Brueelia yal Cicchino & González-Acuña, 2008: 303

* Brueelia zavattariornis Ansari, 1956b: 387

* Brueelia zohrae Ansari, 1956b: 389

[1] There are no apparent differences between Br. acutangulata and Br. elbeli in the material we have examined (Appendix III), and the original description of Br. elbeli Ansari 1957b does not provide sufficient diagnostic characters to separate Br. elbeli from Br. acutangulata .

[2] Having examined type material of both species (Appendix III), we agree with the treatment of Br. amazonae and Br. cela as separate species following Cicchino & Castro (1996), despite the treatment of these two as conspecific by Hopkins & Clay (1952), Carriker (1955), and Price et al. (2003).

[3] As noted by Martín-Mateo (2009: 340), the difference of a single letter in a species epithet prevents homonymy according to article 57.6 of the I.C.Z.N. (International Commission on Zoological Nomenclature, 1999); thus, the erection of a new name for this species by Price et al. (2003: 157) was unjustified.
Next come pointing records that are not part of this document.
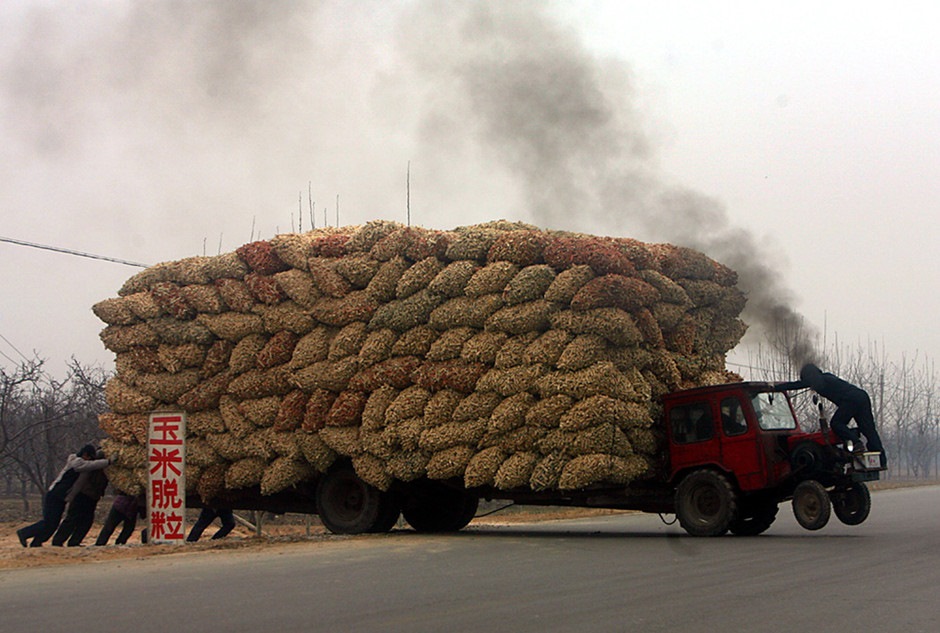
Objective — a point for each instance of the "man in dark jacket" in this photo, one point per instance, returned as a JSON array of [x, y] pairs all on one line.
[[851, 402], [82, 499], [206, 517], [124, 510], [53, 503]]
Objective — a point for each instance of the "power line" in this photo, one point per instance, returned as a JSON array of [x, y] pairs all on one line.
[[7, 341], [68, 251]]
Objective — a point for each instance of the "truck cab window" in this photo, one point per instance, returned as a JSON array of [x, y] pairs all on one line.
[[773, 411], [733, 421], [691, 423]]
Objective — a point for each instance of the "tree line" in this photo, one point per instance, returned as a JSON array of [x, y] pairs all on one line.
[[43, 419], [903, 391]]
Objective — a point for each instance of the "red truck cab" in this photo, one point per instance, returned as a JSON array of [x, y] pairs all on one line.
[[737, 450]]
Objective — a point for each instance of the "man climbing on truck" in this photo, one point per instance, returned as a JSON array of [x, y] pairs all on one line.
[[851, 402]]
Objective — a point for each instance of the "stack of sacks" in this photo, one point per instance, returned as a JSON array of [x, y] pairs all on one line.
[[499, 354]]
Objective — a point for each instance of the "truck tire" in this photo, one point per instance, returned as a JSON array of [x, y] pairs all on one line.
[[754, 517], [346, 504], [431, 506], [811, 505], [706, 503], [853, 504]]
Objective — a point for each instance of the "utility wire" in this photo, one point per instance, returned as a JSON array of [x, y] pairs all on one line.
[[7, 341], [68, 251]]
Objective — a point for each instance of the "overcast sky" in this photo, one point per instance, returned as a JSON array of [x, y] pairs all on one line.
[[805, 133]]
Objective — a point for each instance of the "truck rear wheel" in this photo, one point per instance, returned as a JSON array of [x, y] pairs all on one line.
[[346, 504], [811, 505], [754, 517], [852, 504], [431, 506], [706, 504]]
[4] Brueelia audax is a very aberrant member of Brueelia s. str. (see below), and most of the material examined (including all females) are poorly preserved. Examinations of future collections of this species may warrant the erection of a new subgenus, or even genus, for this species.

[5] We examined material of Br. subtilis and Br. s. obligatus from the two known host species ( Passer montanus and P. domesticus ) (Appendix III). These specimens are inseparable from Br. cyclothorax . Although the poor condition of type material makes direct comparisons difficult, we consider these species to be the same (as in Złotorzycka 1997: 145) despite the treatment of these as separate species by Price et al. (2003: 159).

[6] We consider Br. gulabitilyar to be a synonym of Br. fuscopleura , based on the specimens we examined from Pastor roseus (the type host of Br. gulabitilyar ; Appendix III). The original description of Br. gulabitilyar Ansari (1955b) is also inseparable from the vague description of Degeeriella cruciata fuscopleura by Blagoveshchensky (1951).

[7] We disagree with the synonymization of Br. intermedia with Br. marginata by Price et al. (2003). Based on morphology of material examined and the original descriptions, we place Br. intermedia in Brueelia s. str., whereas we place Br. marginata in Guimaraesiella.

[8] We agree with Mey & Barker (2014: 114) that Philopterus kalkalichi as described by Ansari (1955b, 1958a) and illustrated by Ansari (1958a) is actually a Brueelia s. str. Ansari later redescribed and illustrated this species ( Ansari 1956d) and in doing so contradicted his earlier work, as the illustration in Ansari (1956d) is a Philopterus . It seems that Ansari himself confused two different species found on the same host. As the original description ( Ansari 1955b) refers to characters that are not found in Philopterus but are found in Brueelia s. str., we disagree with Palma & Price (2006) and Sychra et al. (2011), and consider this species a member of Brueelia s. str. We agree with Mey & Barker (2014) that Philopterus kalkalichi sensu Ansari (1956d) needs a new name, but this is outside the scope of this study. Interestingly, no other Brueelia s. str. are known from the Dicruridae , and this host association may be a case of straggling.

[9] We disagree with Price et al. (2003) about the synonymy of Br. latiuscula as Br. ornatissima . Emerson (1972) treated the two as separate (this was mis-cited in Price et al. 2003, and may be the source of error). Brueelia ornatissima has dark ventral carinae, whereas the illustrations of Br. latiuscula has translucent ventral carinae.